Lib Dems, to which they are usually abridged, is even emptier. The name sounds like the product of an awkward compromise, which is exactly what it is. When the Liberal party, an old party with a grand tradition, merged in 1988 with the recently formed Social Democratic party, a breakaway from the then not so liberal Labour party, the new entity was called the Social and Liberal Democrats. The press rapidly reduced this to the “Slids” or the “Salads”.
“We all agreed we needed a single, short name,” notes the then party leader, Paddy Ashdown, in a footnote to the published version of his diary for September 1988. He wanted “the Democrats”. More than a year later, in his diary entry for 16 October 1989, he exulted: “The results of the ballot on the name were announced today. Overwhelmingly in favour of Liberal Democrats. That problem, at least, is behind us. Huge relief.”
When I recently put to Ashdown my suggestion that his party should now adopt a genuinely single, short and meaningful name, he said he thought the idea would not face strong internal opposition, but party members would ask: “Why bother? Is that really so important?”

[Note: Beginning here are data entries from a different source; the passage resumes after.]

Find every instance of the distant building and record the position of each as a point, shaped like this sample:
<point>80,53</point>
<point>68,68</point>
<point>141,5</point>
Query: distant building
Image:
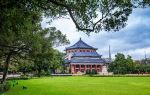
<point>82,57</point>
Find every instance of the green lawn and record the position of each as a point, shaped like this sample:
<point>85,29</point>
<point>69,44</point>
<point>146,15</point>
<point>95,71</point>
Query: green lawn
<point>83,86</point>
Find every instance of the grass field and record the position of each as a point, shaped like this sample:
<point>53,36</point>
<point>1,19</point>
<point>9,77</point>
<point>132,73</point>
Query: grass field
<point>83,86</point>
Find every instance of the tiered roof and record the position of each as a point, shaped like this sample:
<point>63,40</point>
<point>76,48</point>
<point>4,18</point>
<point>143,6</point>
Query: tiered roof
<point>80,45</point>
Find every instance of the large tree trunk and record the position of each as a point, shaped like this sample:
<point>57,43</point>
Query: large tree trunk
<point>6,65</point>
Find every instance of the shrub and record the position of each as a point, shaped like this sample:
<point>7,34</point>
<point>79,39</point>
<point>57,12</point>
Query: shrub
<point>93,72</point>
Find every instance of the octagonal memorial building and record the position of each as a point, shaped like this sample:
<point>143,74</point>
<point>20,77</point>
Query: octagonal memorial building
<point>82,57</point>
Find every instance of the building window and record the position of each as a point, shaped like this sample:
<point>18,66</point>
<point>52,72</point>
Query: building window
<point>88,66</point>
<point>82,66</point>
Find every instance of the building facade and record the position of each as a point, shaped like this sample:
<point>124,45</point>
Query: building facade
<point>82,57</point>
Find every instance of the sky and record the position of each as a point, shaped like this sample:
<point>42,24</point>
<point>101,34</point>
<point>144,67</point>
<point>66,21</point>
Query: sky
<point>132,40</point>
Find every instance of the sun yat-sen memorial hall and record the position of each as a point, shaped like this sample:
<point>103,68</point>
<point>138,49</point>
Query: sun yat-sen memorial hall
<point>82,57</point>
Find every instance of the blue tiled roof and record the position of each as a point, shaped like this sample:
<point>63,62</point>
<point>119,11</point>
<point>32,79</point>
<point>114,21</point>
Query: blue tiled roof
<point>87,60</point>
<point>80,45</point>
<point>92,54</point>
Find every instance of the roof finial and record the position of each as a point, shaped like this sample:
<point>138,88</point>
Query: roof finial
<point>80,38</point>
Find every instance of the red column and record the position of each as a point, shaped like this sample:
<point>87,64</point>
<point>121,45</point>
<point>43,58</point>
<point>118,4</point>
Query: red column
<point>80,68</point>
<point>85,68</point>
<point>96,68</point>
<point>75,68</point>
<point>90,67</point>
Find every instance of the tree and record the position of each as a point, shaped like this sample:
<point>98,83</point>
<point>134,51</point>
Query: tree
<point>87,15</point>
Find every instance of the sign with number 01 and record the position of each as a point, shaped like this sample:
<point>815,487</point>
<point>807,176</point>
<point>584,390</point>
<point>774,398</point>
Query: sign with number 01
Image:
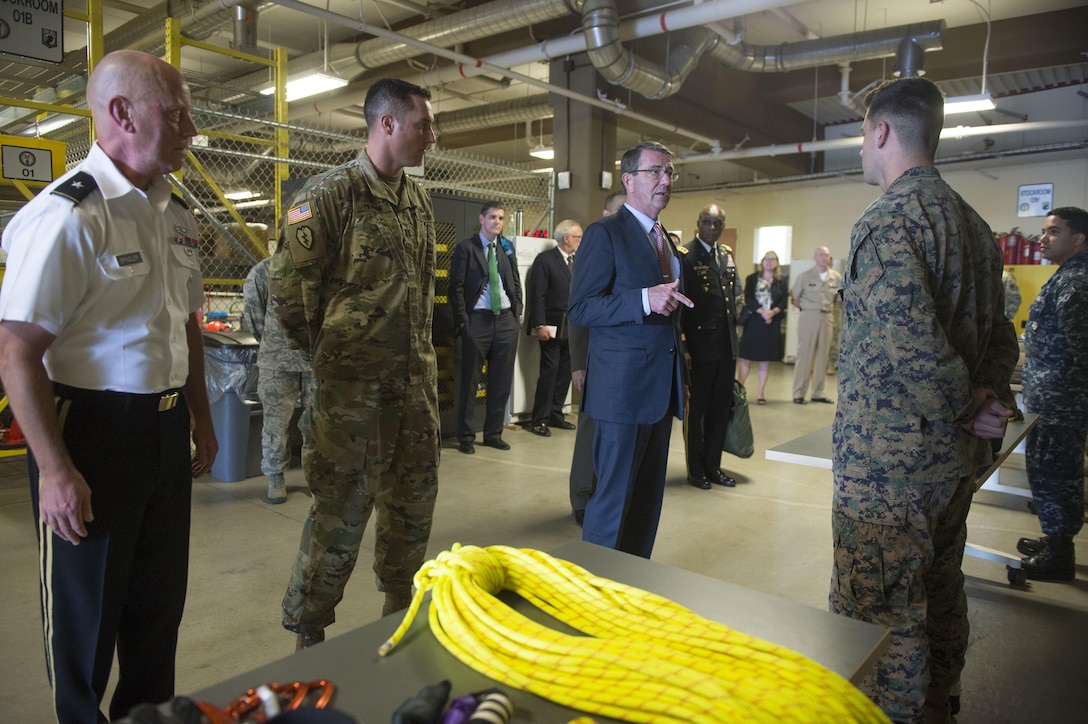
<point>31,160</point>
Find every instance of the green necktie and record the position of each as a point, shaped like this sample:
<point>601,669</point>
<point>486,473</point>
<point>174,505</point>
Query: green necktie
<point>494,284</point>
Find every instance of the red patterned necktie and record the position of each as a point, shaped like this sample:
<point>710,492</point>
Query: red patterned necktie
<point>663,253</point>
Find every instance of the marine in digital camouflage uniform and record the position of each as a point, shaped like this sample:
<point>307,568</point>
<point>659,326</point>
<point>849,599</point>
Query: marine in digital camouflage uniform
<point>1055,385</point>
<point>284,378</point>
<point>354,286</point>
<point>926,351</point>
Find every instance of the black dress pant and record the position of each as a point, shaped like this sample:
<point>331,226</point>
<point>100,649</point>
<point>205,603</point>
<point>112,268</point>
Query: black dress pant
<point>553,383</point>
<point>709,408</point>
<point>492,339</point>
<point>123,587</point>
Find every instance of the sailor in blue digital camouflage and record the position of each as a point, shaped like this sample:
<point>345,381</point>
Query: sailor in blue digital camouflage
<point>283,380</point>
<point>354,287</point>
<point>924,367</point>
<point>1055,385</point>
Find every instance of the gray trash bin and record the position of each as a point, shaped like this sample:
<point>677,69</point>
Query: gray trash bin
<point>231,372</point>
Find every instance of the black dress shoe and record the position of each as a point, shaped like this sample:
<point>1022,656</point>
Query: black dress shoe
<point>1031,547</point>
<point>700,481</point>
<point>1055,562</point>
<point>721,479</point>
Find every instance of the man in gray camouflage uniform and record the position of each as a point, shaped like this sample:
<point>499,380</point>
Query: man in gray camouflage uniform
<point>354,287</point>
<point>926,354</point>
<point>284,376</point>
<point>1055,385</point>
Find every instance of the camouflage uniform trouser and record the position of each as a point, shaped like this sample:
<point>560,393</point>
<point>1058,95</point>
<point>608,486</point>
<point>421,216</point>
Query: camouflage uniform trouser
<point>368,444</point>
<point>1055,470</point>
<point>279,390</point>
<point>898,557</point>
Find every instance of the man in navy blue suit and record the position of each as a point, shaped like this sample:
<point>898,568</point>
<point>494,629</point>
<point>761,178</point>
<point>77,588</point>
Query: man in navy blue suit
<point>627,290</point>
<point>486,317</point>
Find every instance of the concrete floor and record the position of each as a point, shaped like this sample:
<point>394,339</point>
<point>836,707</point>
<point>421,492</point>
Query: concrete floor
<point>771,532</point>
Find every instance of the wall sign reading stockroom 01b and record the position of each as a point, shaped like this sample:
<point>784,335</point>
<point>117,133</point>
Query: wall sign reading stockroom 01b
<point>33,28</point>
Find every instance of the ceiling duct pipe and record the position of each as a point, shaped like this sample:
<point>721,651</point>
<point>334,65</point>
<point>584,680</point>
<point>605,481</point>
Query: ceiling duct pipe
<point>866,45</point>
<point>619,66</point>
<point>910,59</point>
<point>245,27</point>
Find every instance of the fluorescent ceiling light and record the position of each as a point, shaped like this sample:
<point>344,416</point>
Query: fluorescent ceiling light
<point>980,101</point>
<point>53,123</point>
<point>310,84</point>
<point>543,151</point>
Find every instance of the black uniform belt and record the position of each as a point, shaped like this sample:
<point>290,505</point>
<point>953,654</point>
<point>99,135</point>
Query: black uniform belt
<point>121,402</point>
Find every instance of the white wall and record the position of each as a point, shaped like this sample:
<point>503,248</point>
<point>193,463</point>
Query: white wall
<point>823,212</point>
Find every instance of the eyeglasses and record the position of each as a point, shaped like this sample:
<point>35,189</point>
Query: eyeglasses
<point>656,171</point>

The Lib Dems are the only ones who are almost all actually liberals. The story they need to tell – and their political survival may depend on it – is not only about how they represent the great tradition of liberalism as best adapted to 21st-century Britain. It is also about how they alone can keep the other two parties, if not honest (too much to ask of any politician), then at least more liberal.

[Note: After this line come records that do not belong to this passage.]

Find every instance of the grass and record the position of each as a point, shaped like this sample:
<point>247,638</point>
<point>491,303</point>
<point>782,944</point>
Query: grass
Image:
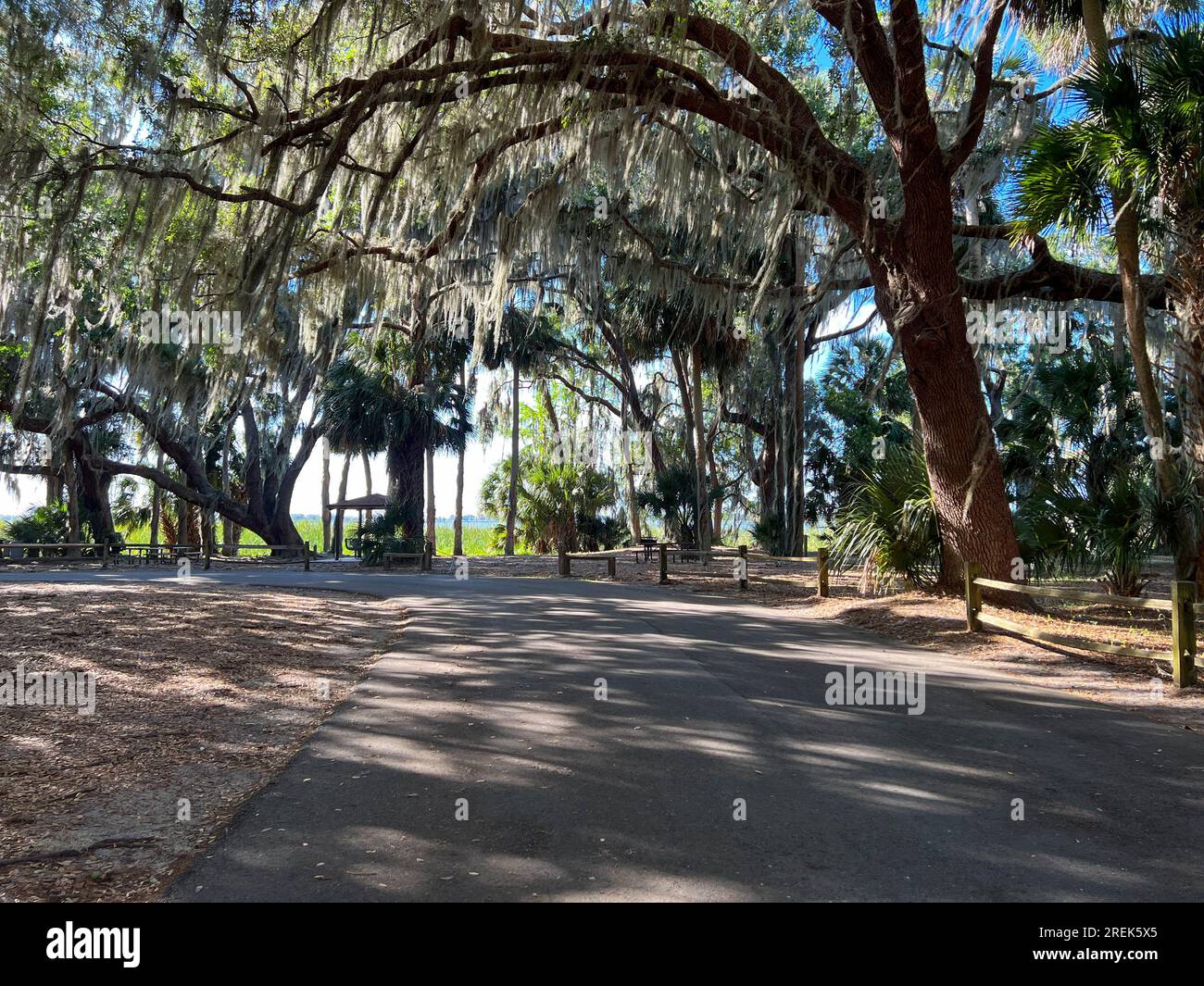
<point>477,537</point>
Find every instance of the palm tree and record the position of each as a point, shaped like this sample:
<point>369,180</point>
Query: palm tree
<point>1140,129</point>
<point>372,406</point>
<point>525,342</point>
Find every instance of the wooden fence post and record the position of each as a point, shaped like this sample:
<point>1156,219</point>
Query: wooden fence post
<point>1183,632</point>
<point>973,596</point>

That is their task in this coalition with the Conservatives, and that would be their task in a future coalition with Labour. That’s why they’re still worth having. And that’s the final reason why, at their next party conference, the Liberal Democrats should change their name to the Liberals.

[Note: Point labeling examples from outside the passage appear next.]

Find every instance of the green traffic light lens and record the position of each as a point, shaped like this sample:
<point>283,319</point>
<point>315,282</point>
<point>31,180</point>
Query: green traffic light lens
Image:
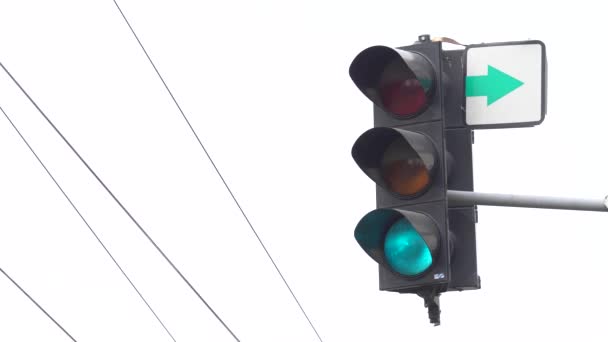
<point>405,250</point>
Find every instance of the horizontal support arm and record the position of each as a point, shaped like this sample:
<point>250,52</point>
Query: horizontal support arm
<point>464,198</point>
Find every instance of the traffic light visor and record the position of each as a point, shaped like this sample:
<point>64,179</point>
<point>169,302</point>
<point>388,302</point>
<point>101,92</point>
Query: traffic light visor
<point>398,81</point>
<point>403,241</point>
<point>400,161</point>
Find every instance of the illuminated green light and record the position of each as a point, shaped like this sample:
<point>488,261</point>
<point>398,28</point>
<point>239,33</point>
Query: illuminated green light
<point>405,250</point>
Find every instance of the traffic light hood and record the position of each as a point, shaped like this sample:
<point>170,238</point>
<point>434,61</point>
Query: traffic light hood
<point>400,82</point>
<point>402,162</point>
<point>402,241</point>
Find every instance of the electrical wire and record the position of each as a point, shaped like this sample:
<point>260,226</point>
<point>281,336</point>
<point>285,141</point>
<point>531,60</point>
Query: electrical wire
<point>218,171</point>
<point>87,224</point>
<point>119,203</point>
<point>38,305</point>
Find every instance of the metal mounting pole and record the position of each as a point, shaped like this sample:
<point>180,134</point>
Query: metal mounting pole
<point>464,198</point>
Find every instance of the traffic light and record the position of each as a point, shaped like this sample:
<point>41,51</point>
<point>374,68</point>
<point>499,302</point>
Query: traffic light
<point>418,148</point>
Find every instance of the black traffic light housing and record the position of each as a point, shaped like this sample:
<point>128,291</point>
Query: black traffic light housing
<point>419,147</point>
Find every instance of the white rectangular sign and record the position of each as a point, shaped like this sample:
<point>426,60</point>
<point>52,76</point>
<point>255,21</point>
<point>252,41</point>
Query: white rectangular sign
<point>505,84</point>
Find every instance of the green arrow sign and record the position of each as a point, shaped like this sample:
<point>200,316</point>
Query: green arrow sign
<point>494,85</point>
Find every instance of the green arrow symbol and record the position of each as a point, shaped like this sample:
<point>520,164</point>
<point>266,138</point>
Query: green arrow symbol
<point>494,85</point>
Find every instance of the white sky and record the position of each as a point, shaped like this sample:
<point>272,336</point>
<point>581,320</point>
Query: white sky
<point>266,86</point>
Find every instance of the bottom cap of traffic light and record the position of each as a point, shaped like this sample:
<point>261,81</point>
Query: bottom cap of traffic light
<point>405,242</point>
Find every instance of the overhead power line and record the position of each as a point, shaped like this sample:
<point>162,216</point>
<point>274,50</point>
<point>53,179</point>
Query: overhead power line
<point>120,203</point>
<point>38,305</point>
<point>218,171</point>
<point>87,224</point>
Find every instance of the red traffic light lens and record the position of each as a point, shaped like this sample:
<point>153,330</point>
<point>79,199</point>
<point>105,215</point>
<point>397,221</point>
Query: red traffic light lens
<point>398,81</point>
<point>403,97</point>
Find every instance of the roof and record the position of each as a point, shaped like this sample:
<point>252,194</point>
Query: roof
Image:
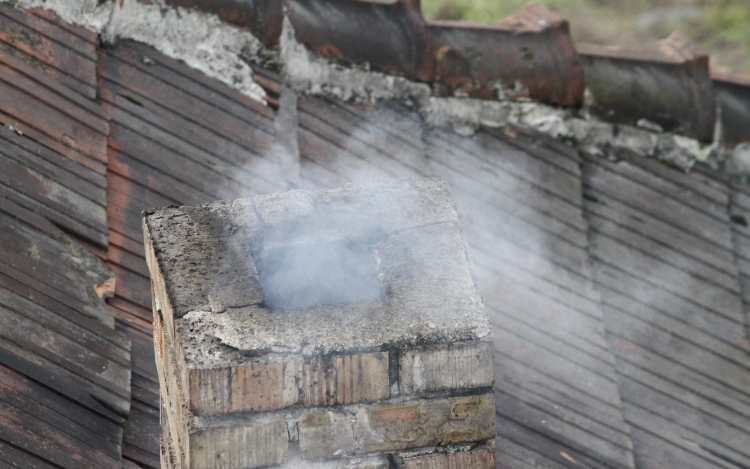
<point>617,286</point>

[You can read the full piece here.]
Five political parties registered in the UK have “Liberal” titles; besides the Liberal Democrats, we have Liberal Party [The], Liberators, Local Liberals People Before Politics Party, and the National Liberal Party, The Third Way.
Twenty seven political parties have “democrat” in their title or description, including the 21st Century Conservative Democrats and even the Apolitical Democrats.
So is the “Liberal” and “Democratic” ground becoming too crowded? It’s common for organisations to rebrand, including changing their corporate colours, as the Liberal Democrats did in 2009. Some organisations find (or coin) a single word that sums up their purpose – though it’s hard to see how the words ‘Labour’ or ‘Conservatives’ capture the image those parties would now like to project.
I don’t think “Liberal” is sufficient, as Garton-Ash proposes.
Bearing in mind the coming referendum campaign, with the emphasis on people’s votes being counted and reflected, I’d suggest it’s more important than ever that we stress both halves of our double-barrelled name.